Box, one of the top prospects in Silicon Valley's pipeline following Facebook's imminent IPO, has added three leadership positions as the company enters a critical expansion phase ahead of a public offering targeted for mid- to late-2013.
CEO Aaron Levie — who started Box in 2005 as a dorm room project at the University of Southern California until investor Mark Cuban convinced him to drop out and focus on it full time — ruled out an IPO this year, but said the company was bringing in executives with experience at public companies.
Box, which allows employees at companies to share files and collaborate on the cloud, has brought on a new board member, Dana Evan, a former chief financial officer at Verisign, as well as general counsel Peter McGoff, who guided secondary share offers at Informatica.
"It won't be a 2012 exercise," Levie told Reuters, referring to the IPO. "Even though the market is pretty amazing right now, there are some things we want to get done as a company. We see these moves as ways of building a strong foundation."
Box has also hired top Salesforce executive Tom Addis to woo enterprise customers, who make up the bread and butter of Box's revenue. In recent months the company has signed on customers spanning a wide swath of industries, from Dow Chemical to Viacom to tech start-ups like Spotify and Pandora.
At one movie studio, for instance, sound engineers and composers use Box's web software to share and edit large soundtrack files. Box scored a minor coup last year when it inked a deal with Procter & Gamble to get 18,000 employees to migrate to its services.
"We have customers in every vertical industry," said Josh Stein, the managing director at Draper Fisher Jurvetson, the venture firm that invested in Box when it was still three employees working out of a garage in Berkeley, California.
"It's not just used by sales or marketing," Stein told Reuters. "It's used by every department. It's like email."
Levie said the company now has amassed 10 million individual and 120,000 business users. His service is deployed to some extent at 82 per cent of Fortune 500 companies, and its revenues have tripled over the past year, he said, while declining to provide specifics.
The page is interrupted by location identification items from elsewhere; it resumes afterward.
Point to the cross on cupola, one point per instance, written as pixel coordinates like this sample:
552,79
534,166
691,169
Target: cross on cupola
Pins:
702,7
But plenty of hurdles still lay ahead on the company's road to an IPO.
For one thing, Box is wrestling with steep costs of building data centers for its file-storage service and the costs of selling to new and bigger business clients. As the company aims to hook in larger corporate customers, Levie has taken to pitching to CIOs himself, while Box is also planning to open a European office before the end of the year to sustain top line growth -- all of which are resource-draining endeavors.
"You don't just send a letter to every CIO and that's it," said Rob Koplowitz, an analyst at Forrester Research. "They're out visiting these folks and having in-depth conversations. And that marketing cost is high."
Box has also come under pressure in recent weeks with the announcement of Google Drive, the search giant's long-gestating foray into cloud-storage.
Levie has played down the ramifications, saying Box has focused on purely enterprise customers and has been prepared for Google's entry.
"We've been building a company for the past five years that's assumed Google Drive's existence," he said.
Regardless of the near-term challenges, Box has been fingered as one of the most attractive enterprise startups, hauling in investments from venture firms like Andreessen Horowitz, Meritech Capital Partners, and Emergence Capital Partner.
Box recently raised $82 million in funding that valued the company at over $650 million, according to regulatory filings analyzed by venture capital data provider VC Experts.
Box reportedly received a $600 million takeover bid from Citrix prior to its latest funding round last year, an offer that was seriously considered by investors but ultimately rejected by Levie and Box co-founder Dylan Smith.
Since then, Box's investors have moved to publicly affirm their desire to usher the company toward an IPO.
"We didn't take those opportunities because we wanted to make this a very, very large company," said Stein from Draper Fisher Jurvetson. "People are just starting to get that it could be one of the most important software companies in the last 20 years."